Moody's Investors Service said to the extent new lending limits imposed on the banks by the Australian Prudential Regulation Authority cool growth in household debt and reduce mortgage risks, "the measures are supportive of the sovereign's credit profile".
Yet the ratings agency said Australia's household debt - which at 120 per cent of gross domestic product is the second highest in the advanced economies after Switzerland and the highest in the Asia Pacific - have added in extra risks for the economy.
"Elevated household debt, only buffered by limited liquid assets, would amplify the economic impact of a housing downturn," Moody's said in a report on Australia's sovereign credit profile, published on Monday.
"A simultaneous slump in house prices would aggravate the hit to consumption, as homeowners would feel less well off than previously. Given that household debt is also high compared to households' liquid financial assets, the latter would provide a relatively limited cushion to domestic demand.
"Overall, GDP growth would likely slow substantially in the event of a negative shock that involved a housing downturn."
Moody's said it did not expect APRA's new macroprudential policies would reverse the build up of household debt, which it expects to continue to grow, as low interest rates and expectations of continuing rises in house prices encourage purchases.
APRA's measures to cap interest-only mortgages at 30 per cent of new residential mortgage lending compared with almost 40 per cent of existing loans and its requirements for banks to justify loans made with small deposits are only likely to weigh on demand for property "at the margins", Moody's said.
Less than a month before the federal budget, Moody's said household debt "does not pose a direct or immediate risk to the government's balance sheet". But it warned that should the economy turn down, "highly leveraged households would likely cut back on consumption spending more sharply than less leveraged borrowers, crimping economic growth and fiscal revenues".

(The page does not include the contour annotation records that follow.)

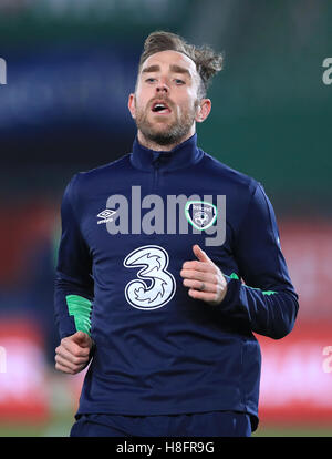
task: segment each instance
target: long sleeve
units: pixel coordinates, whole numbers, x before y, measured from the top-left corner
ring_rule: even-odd
[[[60,338],[77,330],[90,334],[93,302],[92,259],[76,218],[76,175],[65,188],[62,205],[62,235],[55,274],[54,309]]]
[[[239,273],[226,276],[222,312],[249,322],[255,333],[282,338],[293,328],[298,295],[281,252],[272,205],[260,184],[237,234],[235,257]]]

Reserve Bank of Australia governor Philip Lowe said last week that APRA's new requirements to reduce interest-only loans "should help the whole system pull back to a more sustainable position".

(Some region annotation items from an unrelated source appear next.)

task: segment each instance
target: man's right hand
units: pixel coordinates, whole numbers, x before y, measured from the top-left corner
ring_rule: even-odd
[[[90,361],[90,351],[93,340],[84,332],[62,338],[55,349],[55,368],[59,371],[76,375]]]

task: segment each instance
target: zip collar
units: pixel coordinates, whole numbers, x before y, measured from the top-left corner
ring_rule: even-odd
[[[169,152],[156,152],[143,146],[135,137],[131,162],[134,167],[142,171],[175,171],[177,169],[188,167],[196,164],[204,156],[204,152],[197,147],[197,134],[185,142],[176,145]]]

"A reduced reliance on interest-only loans in Australia would be a positive development and would help improve our resilience," he said.
"With interest rates so low, now is a good time for us to move in this direction. Hopefully, the changes might encourage a few more people to think about the merit of taking out very large interest-only loans when interest rates are near historical lows."
Ahead of the RBA's latest financial stability review, to be released on Thursday, Mr Lowe also pointed last week to high and rising levels of household debt. While arrears rates remain low and many households have built up big buffers in mortgage offset accounts, Mr Lowe said slow growth in wages was making it harder for some households to pay down their debt. "For many people, the high debt levels and low wage growth are a sobering combination," he said.
On Monday, Moody's called out "the large exposure of Australian banks to the property sector" as a source of risk for the sovereign. But it also noted that the banks' strong capitalisation and generally high financial strength "significantly reduce the risks of a banking crisis and any related costs to the government".